Today, I had a flashback as I watched one of my lifelong best friends kneel with her new husband as the pastor prayed with them at the end of the wedding service. Though we were praying, I decided not to close my eyes. And a memory of the fifth grade came flooding back. Our teacher had just finished worship with our class in our Seventh-day Adventist elementary school and told us to kneel as she prayed. I was a defiant child, who never closed her eyes for prayer, thinking that was only for “grown ups.” Until I looked over and saw my best friend Vanessa, kneeling next to her desk, hands folded, head bowed, eyes closed. And I thought, if Vanessa can close her eyes during prayer, than maybe I should too. This was only the beginning of the many ways that Vanessa has impacted my spiritual life over the years. As I stood next to her at her wedding sixteen years later (!), I wasn’t keeping my eyes open out of defiance, but so I wouldn’t pass out during the prayer. Hopefully a more legit excuse this time.
Flashbacks like that have been visiting me all week. Last Sunday, we (the bridesmaids) took Vanessa on a brunch cruise on Lake Michigan in Chicago. Also on the cruise was a group of thirteen year girls celebrating one of their birthdays. As I looked back and forth between our group, who had known each other since early elementary and had all turned thirteen together ourselves, to those little girls, wave after wave of nostalgia crashed over me. Bike rides, summer camp, class trips, junior high crushes, good times, bad times, everything just came back. And as the week wore on, something began to sink in as it never has before: childhood is really over. I’m a grown up now.
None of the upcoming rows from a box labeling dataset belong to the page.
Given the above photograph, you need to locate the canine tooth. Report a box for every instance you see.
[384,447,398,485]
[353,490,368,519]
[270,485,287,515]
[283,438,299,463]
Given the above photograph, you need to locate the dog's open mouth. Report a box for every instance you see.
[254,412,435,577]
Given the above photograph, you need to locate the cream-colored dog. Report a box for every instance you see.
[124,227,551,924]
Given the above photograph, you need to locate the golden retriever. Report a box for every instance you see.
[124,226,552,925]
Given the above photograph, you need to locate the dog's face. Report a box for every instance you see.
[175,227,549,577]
I’ve been to my fair share of weddings over the last four years, and I have enough coming up in the future that I practically have set up a separate bank account for gifts and dresses. But even though I’ve seen some very close friends and childhood friends marry over these past few years, no wedding has tugged at my heart the way that Vanessa’s has and caused this realization of the onset of adulthood in the same way.
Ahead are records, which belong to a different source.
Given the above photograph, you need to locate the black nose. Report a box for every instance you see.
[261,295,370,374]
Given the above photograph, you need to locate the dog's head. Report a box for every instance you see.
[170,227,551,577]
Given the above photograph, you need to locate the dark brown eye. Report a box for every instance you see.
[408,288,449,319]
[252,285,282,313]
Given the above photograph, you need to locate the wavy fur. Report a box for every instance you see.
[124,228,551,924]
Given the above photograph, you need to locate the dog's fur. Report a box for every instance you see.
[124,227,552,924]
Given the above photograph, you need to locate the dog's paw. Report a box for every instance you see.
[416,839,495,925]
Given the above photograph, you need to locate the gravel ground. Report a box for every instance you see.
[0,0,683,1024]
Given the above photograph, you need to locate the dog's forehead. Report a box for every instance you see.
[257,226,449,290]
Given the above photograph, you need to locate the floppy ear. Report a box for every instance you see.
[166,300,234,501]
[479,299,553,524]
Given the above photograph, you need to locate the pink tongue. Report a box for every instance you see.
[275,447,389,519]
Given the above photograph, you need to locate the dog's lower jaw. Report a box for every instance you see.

It’s not like I’ve been oblivious to the fact that I’m an adult now. I’ve been enjoying most aspects of being an independent adult for quite some time. But something about the anticipation of Vanessa’s wedding gave me pause to say good-bye to my childhood.
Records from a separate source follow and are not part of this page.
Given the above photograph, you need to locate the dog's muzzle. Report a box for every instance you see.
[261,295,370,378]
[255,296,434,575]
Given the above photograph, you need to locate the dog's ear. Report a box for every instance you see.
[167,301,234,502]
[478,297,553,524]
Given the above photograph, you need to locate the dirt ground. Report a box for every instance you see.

Maybe it’s because it was more than just her wedding, but that it came at the same time as my own graduation from law school and the other rapid succession of other recent events that have made me realize that life is no longer as simple as it was when I was a child, and I have to confront life as an adult now.
Or maybe it’s really is just seeing my best friend get married.
Either way, I’m not really sure where to go with this post. There is so much I want to say to Vanessa: how proud of her I am, how happy I am for her and Moses. While the written word maybe the best way to express that, I don’t think this is the place.
For now, I will say, Vanessa, thank you for being such a good and faithful friend in this first quarter of our lives. I know our friendship will never end, but now it must change. And that’s a good thing. Many blessings my friend, as you and your companion navigate this new phase of life. You’re an even more lovely grown up than you were little girl, which says a lot. I love you much.